Recently I encountered an issue for which I haven’t found an explanation as yet. I have a collection with a simple one property index. The collection is not huge, only few thousands of documents. The issue I encountered is that when some of the documents grow in size, I’m assuming we are close to the document size limit, the index starts performing very poorly. When I use the explain() cursor method with executionStats mode I can see that the winning plan is opting for the index and the result is pretty fast as expected. However this is not the case when I run the query in mongoshell or some other DB tool. When doing so, the index is either not being used or performs very poorly. On the other hand when I reduce the documents size to a decent size the query returns efficiently. Can someone explain why this is so please? To my knowledge (or at least in other databases) an index is pointer based so it should perform the same irrespective of document size. Any insight would be highly appreciated. Thank you.

Andre

From the little information you supplied about your configuration, my first guess would be that you do not have enough RAM and your big documents needs to be read from disk.
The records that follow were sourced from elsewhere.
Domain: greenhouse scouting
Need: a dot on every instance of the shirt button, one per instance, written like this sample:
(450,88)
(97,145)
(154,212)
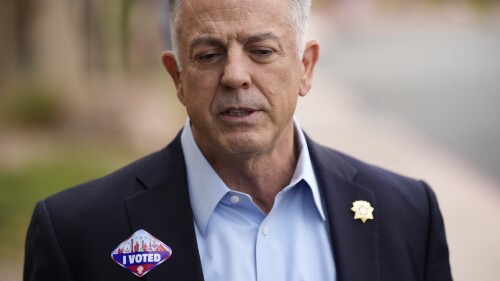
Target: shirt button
(235,199)
(265,230)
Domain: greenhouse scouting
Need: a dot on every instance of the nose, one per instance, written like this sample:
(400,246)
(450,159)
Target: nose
(236,73)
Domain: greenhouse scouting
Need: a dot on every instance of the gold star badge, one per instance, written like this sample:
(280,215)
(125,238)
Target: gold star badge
(362,210)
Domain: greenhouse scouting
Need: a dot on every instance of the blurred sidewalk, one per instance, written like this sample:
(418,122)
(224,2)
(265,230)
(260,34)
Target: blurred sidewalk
(469,200)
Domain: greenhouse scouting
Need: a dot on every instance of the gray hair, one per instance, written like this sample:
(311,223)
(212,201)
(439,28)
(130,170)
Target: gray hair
(299,16)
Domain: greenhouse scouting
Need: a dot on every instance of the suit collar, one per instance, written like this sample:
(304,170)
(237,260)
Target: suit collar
(355,245)
(163,209)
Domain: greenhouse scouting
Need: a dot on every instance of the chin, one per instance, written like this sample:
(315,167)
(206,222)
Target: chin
(247,144)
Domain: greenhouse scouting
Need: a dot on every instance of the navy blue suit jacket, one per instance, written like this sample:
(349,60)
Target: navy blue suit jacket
(72,233)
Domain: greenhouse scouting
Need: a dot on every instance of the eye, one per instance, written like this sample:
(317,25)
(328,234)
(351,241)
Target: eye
(263,52)
(209,56)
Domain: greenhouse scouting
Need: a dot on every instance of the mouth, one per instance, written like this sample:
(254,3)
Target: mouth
(233,112)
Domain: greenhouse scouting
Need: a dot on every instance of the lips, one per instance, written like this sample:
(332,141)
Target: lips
(238,112)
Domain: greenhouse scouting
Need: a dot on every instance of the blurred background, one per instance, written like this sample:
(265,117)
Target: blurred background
(413,86)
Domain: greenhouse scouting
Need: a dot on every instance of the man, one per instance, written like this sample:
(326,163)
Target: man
(241,193)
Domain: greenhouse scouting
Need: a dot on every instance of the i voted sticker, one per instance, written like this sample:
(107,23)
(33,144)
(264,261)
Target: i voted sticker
(141,252)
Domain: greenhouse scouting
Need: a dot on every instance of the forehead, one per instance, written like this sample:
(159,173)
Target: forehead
(226,17)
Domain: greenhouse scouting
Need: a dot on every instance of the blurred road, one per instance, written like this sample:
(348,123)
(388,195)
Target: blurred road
(383,127)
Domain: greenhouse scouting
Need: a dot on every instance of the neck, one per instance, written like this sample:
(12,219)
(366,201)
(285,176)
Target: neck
(261,176)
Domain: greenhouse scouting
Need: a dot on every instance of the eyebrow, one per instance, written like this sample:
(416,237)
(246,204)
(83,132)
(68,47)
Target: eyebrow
(208,40)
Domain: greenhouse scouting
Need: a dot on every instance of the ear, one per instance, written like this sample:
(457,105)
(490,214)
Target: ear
(171,66)
(311,54)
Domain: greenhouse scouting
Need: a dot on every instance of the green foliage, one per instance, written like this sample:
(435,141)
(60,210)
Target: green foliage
(31,105)
(21,188)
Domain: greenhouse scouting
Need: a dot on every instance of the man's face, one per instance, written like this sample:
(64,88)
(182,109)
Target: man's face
(240,77)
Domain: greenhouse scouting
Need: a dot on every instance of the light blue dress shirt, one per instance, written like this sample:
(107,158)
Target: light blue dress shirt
(238,242)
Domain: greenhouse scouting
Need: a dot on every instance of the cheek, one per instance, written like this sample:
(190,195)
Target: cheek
(199,91)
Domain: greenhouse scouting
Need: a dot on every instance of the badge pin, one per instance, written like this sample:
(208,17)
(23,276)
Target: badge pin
(362,210)
(141,252)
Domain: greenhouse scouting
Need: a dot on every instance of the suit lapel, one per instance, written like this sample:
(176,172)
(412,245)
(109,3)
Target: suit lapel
(164,210)
(355,245)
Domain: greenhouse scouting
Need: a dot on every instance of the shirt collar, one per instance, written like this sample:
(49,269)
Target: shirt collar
(206,188)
Well I doubt that is the cause. It’s a dedicated server with 16gb of ram. The collection is not huge, I managed to reproduce the problem with a collection of just 257 documents for example. The average object size as reported by mongodb being 59541.

Welcome to the MongoDB Community Forums @Andre_Cassar!
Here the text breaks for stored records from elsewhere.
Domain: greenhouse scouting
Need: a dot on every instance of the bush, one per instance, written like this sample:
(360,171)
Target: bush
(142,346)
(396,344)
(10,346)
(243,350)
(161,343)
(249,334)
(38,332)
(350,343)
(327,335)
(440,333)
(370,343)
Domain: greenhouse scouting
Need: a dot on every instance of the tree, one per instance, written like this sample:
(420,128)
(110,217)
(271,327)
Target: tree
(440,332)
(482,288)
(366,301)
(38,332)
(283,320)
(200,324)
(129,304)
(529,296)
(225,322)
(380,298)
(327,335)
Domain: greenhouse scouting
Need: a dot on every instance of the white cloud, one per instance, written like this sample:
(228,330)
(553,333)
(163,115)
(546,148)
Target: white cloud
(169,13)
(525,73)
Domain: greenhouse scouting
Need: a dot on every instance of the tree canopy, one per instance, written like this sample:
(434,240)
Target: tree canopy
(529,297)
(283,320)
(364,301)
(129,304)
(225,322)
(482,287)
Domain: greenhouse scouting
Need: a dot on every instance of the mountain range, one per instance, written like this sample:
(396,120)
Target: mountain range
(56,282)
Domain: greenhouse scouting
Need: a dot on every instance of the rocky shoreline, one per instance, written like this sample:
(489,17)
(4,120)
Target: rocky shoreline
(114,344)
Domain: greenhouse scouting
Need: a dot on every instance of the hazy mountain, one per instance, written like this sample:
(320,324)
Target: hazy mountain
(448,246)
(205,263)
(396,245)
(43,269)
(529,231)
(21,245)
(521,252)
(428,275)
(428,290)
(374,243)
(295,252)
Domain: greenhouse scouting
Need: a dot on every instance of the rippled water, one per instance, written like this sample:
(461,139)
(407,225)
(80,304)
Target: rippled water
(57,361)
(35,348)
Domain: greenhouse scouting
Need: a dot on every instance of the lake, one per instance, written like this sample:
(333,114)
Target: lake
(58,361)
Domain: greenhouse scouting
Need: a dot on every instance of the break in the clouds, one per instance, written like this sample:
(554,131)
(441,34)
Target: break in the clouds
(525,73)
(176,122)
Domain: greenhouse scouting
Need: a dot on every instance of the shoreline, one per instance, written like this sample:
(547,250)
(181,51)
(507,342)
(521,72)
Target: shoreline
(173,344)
Were you able to find a solution for your query performance?

If not, can you provide some more details on your query and environment including:

  • specific version of MongoDB server (eg as reported by db.version() in the mongo shell)
  • output of explain(allPlansExecution) for the query that is performing poorly
  • where your mongo shell or DB tool is running relative to the MongoDB server (eg connecting remotely or via localhost).
  • value of mongod's storage.wiredTiger.engineConfig.cacheSizeGB if not set to the default

Regards,
Stennie

Hi Stennie,

Thanks for the welcome and feedback. I haven’t fully resolved it, however coming to think of it, it must be a network latency issue. Given that the document size is big, it is taking some time to transfer it, over 2 seconds. I did not take that into consideration initially. My database server and application server reside in the same data centre. There is a 100Mbps+ bandwidth between the two, yet the result take some seconds to be returned to the application. As a solution we are now working on reducing the size of the document by moving out some data into a separate collection. Initially I was baffled as it was not making sense at all when having an index.

Thanks again.
Regards,
Andre

Hi Andre,

If you suspect network transfer time is the main issue, I would try projecting fields to reduce the result set size and confirm before restructuring your data.

You may find the Schema Design Anti-Patterns series a helpful read. One of the anti-patterns described is bloated documents: storing large amounts of data together in a document when that data is not frequently accessed together also impacts the size of your working set in RAM.

It would also be worth reviewing allPlansExecution for your query (if you haven’t already), as there may be multiple candidate indexes without a consistent winner for your query shape. This is perhaps unlikely given the apparent correlation of document size to your performance concern, but you could verify to remove this possibility from consideration.

Regards,
Stennie